Les ci-devant de la critique littéraire se plaisent à tenir Dumas pour un écrivain de seconde zone. Ils voudraient, on ne sait trop, que sa prose soit moins intelligible ou ses personnages plus complexes ou ses intrigues plus alambiquées ou les contextes moins historicisés, bref, ils voudraient du roman à la sauce romantique, naturaliste, symboliste, voire du nouveau roman. Mais Dumas et ses admirateurs n’en ont cure, qui veulent du vrai roman à l’ancienne, avec des personnages bien incarnés, héroïques si possible, des jolis dialogues et des folles épopées. Ils ne sont cependant pas insensibles aux idéaux-types ou aux « figures » jüngeriennes. Prises dans la toile romanesque, noyées dans les détails narratifs, les figures dumasiennes sont même plus savoureuses que d’autres parce que plus difficiles à déceler : quand on les a identifiées, elles sont des trésors et des clés pour une seconde lecture.

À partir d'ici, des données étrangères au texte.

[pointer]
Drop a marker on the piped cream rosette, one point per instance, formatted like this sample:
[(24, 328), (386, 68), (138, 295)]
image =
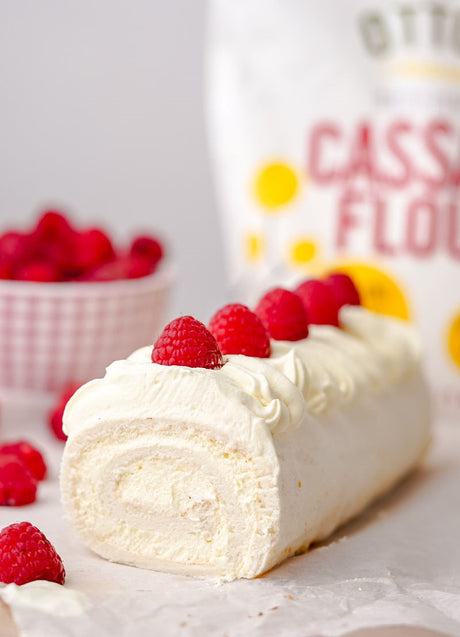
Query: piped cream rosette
[(224, 473)]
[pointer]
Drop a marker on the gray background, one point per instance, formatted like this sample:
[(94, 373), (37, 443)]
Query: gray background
[(102, 113)]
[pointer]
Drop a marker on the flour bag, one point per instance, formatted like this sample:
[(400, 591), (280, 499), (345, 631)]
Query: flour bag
[(334, 129)]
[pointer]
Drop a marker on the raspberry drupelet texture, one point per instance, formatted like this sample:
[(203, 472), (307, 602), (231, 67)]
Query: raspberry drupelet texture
[(57, 411), (27, 555), (319, 302), (186, 341), (28, 454), (238, 330), (283, 314)]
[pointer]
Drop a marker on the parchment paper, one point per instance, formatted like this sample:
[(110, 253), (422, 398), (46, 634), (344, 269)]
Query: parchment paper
[(398, 563)]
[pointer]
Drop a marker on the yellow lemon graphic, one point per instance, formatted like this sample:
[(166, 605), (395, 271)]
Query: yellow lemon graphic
[(254, 246), (275, 185), (379, 291), (453, 339)]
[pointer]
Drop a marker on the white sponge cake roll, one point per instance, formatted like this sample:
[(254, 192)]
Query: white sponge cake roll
[(224, 473)]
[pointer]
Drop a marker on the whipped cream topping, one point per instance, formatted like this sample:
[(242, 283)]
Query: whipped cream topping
[(317, 374), (46, 597), (224, 473)]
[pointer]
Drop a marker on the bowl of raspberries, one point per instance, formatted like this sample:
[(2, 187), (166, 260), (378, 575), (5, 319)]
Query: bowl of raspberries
[(72, 301)]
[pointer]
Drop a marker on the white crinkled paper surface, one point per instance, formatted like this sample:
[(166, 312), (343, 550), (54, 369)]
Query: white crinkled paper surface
[(398, 563)]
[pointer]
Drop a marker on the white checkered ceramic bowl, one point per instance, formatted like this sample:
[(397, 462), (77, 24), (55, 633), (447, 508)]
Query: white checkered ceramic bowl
[(52, 334)]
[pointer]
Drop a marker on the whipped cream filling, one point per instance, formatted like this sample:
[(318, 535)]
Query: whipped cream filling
[(223, 473)]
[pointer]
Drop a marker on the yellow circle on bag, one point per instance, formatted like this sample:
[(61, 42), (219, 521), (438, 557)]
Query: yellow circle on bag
[(453, 340), (275, 185)]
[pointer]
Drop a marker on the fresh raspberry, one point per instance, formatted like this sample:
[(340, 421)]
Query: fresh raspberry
[(343, 288), (28, 454), (147, 247), (27, 555), (17, 484), (52, 227), (110, 271), (15, 248), (186, 341), (38, 271), (319, 302), (93, 248), (283, 314), (56, 413), (5, 271), (239, 331)]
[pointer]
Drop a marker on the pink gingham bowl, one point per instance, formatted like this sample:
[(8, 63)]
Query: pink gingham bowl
[(53, 334)]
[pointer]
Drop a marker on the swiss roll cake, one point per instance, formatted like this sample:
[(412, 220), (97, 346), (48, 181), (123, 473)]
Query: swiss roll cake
[(223, 470)]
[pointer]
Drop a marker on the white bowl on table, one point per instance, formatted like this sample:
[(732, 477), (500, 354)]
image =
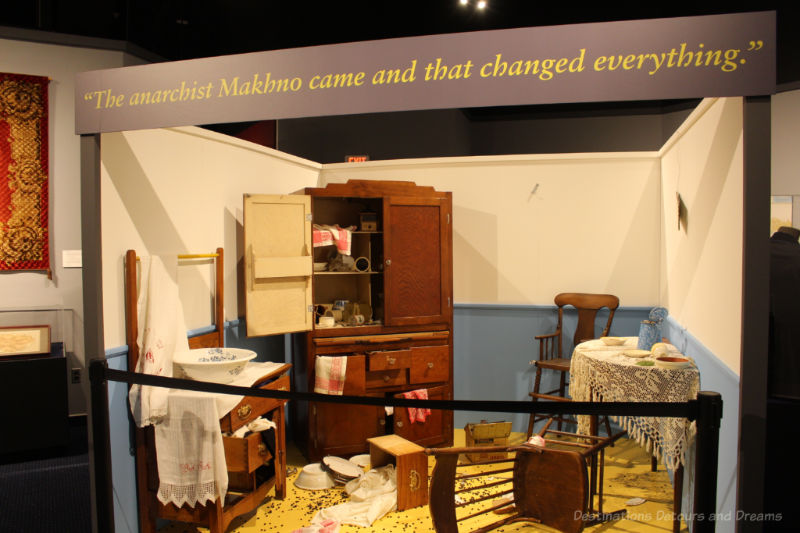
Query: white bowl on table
[(673, 361), (219, 365)]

Entre dix et vingt ans, il faut avoir lu Les Trois Mousquetaires, avec l’insouciance de celui qui, en son siècle fade, est en mal d’aventures. Dix ans plus tard, il faut lire Vingt ans après, et s’amuser, cette fois, à contempler, par-delà la matière des personnages, les trois figures de l’esprit nobiliaire français. Avec Aramis, on irait vite en le réduisant à la figure du Courtisan. Raffiné et séduisant ces dames, il se plie, certes, à ce que Nietzsche songeant à Voltaire appelait « la loi du langage noble et de la sorte aussi la loi du style ». Mais à l’analyse, et son amitié sincère pour Porthos le confirme, une autre loi transcende celle-ci : celle de l’honneur domestique, la grande loi de la susceptibilité. Il n’est pas un geste ou une parole malheureuse dont le mousquetaire à col romain ne veuille obtenir réparation. Aramis, c’est la figure du Duelliste, le saint patron des querelleurs, de ceux qui gantent le visage des impudents et de la racaille. Porthos, lui, s’embarrasse peu des bonnes manières. Fort comme un géant et dînant comme un ogre, il est toutefois autre chose qu’un simple ventre à biceps. Il est proche de sa terre, de ses gens, de ses domestiques et de ses métayers. D’Anne d’Autriche, il n’attend qu’une récompense pour service rendu : l’attribution du titre, non pas de duc ou de marquis, mais de baron. Porthos, c’est le Hobereau, le saint patron des chouans de tous les siècles, le modèle de ceux qui n’émigrent pas quand vient le péril, qui restent au pays, fourbissent leurs armes quand le tocsin sonne et vont à la bataille en riant. Enfin, il y a Athos. À la question de savoir quelle cause il sert, le comte de La Fère répond : la « cause la plus sacrée qu’il y ait au monde ; celle du malheur, de la royauté et de la religion. » Les esprits chagrins lui feront grief d’être trop platonicien, trop préoccupé des Formes plutôt que des hommes. Il est celui qui, devant le tombeau de Louis XIII, dit à son fils : « sachez toujours distinguer le roi de la royauté ; le roi n’est qu’un homme, la royauté, c’est l’esprit de Dieu ». Athos ne défend pas une tête couronnée ou s’il en défend une, fût-elle celle d’un Stuart, c’est-à-dire d’un étranger, c’est pour mieux défendre le principe qu’elle incarne. Athos, c’est la figure du Croisé, le saint patron des traditionalistes et de tous ceux qui, ralliant quelque internationale blanche (c’est-à-dire anti-rouge), partent se battre au loin pour le beau, le bien, le vrai.
Et d’Artagnan dans tout cela ? Il fut avant tout ce jeune Gascon qui, quoiqu’ impétueux et fier, monta à Paris pour recevoir en héritage les traits respectifs de ses trois aînés. Mais vingt ans après, il est aussi celui qui les réunit, qui les tire de leur torpeur. Sans cela, les trois comparses seraient restés dans l’inaction et la satisfaction nostalgique des exploits passés. D’Artagnan les actualise, les remet en selle. C’est le Cavalier, héraut de ceux qui, peu important l’époque, s’évertuent à faire vivre hic et nunc les qualités qui siéent à l’esprit noble ; c’est en somme le saint patron des militants.
Louis Narot
Source : Le Bien Commun n°7, mai 2019.